Learn to Use a Recursive CTE in SQL Query
A detailed tutorial on Recursive Common Table Expressions (CTE) in SQL. We’ll show you examples of how to use them and compare them with Non-Recursive CTEs.
Common Table Expressions or CTEs are advanced features in SQL that allow you to create temporary tables to reference within your SQL query. Apart from the non-recursive CTEs that are commonly used in SQL queries, everywhere, there’s also the recursive kind that allows the CTEs to reference themselves.
In this article, we will learn all about Recursive CTEs, and how they work, look into some examples, and also compare them with Non-Recursive CTEs. By the end of this article, you will understand recursions in CTEs and how to effectively use them in your daily queries.
What Are Common Table Expressions (CTEs)?
Before we begin looking into recursions, let us get the basics covered. If you’re not already familiar with Common Table Expressions, here is the general idea of it. CTEs are synonymous with subqueries but they have their own temporary table names and contain rows and columns of data created during execution. The temporary tables are cleared after execution. While active, these CTEs aid in query reusability and improved performance.

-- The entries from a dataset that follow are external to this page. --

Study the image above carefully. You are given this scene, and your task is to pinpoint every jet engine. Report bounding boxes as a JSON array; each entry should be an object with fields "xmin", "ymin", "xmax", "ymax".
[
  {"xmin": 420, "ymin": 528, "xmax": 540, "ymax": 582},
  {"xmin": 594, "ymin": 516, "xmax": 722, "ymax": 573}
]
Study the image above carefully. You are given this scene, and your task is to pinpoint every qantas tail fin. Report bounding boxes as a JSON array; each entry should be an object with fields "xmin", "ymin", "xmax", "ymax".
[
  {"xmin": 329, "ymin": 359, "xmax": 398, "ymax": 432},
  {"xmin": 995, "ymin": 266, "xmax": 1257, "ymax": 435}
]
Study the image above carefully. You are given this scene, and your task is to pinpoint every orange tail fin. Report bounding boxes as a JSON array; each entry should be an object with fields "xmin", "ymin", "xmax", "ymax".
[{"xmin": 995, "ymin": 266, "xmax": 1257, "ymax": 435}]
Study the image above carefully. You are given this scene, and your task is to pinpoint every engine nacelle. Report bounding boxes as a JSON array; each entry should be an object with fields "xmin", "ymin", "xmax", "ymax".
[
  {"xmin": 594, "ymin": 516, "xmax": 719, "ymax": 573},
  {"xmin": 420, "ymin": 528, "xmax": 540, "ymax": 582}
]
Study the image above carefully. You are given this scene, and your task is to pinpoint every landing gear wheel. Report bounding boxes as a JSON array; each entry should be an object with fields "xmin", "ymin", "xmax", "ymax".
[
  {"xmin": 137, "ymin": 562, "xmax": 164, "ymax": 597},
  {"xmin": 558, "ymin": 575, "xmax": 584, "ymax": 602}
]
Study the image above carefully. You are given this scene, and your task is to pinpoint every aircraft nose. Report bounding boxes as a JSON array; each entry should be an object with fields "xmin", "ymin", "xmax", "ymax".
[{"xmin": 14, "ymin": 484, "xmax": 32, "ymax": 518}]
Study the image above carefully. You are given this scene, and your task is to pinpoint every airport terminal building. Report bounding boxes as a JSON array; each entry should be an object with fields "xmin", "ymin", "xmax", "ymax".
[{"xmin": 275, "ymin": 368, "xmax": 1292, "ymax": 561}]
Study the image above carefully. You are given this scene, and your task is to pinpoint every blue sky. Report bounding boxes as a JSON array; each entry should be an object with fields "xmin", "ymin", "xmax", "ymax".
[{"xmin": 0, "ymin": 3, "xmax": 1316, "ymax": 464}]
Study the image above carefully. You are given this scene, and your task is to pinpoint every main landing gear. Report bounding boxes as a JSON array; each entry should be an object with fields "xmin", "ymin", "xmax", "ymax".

CTEs can help reduce the complexity of the queries and promote better readability. But there is a level of complexity that simple CTEs cannot solve. In cases where you are dealing with hierarchical data, for instance, bigger projects broken down into smaller modules, a dynamic webpage with multiple links, and the organizational structure of a company; such tables, and graphs require recursion to extract information.
This is where recursive CTEs come into play.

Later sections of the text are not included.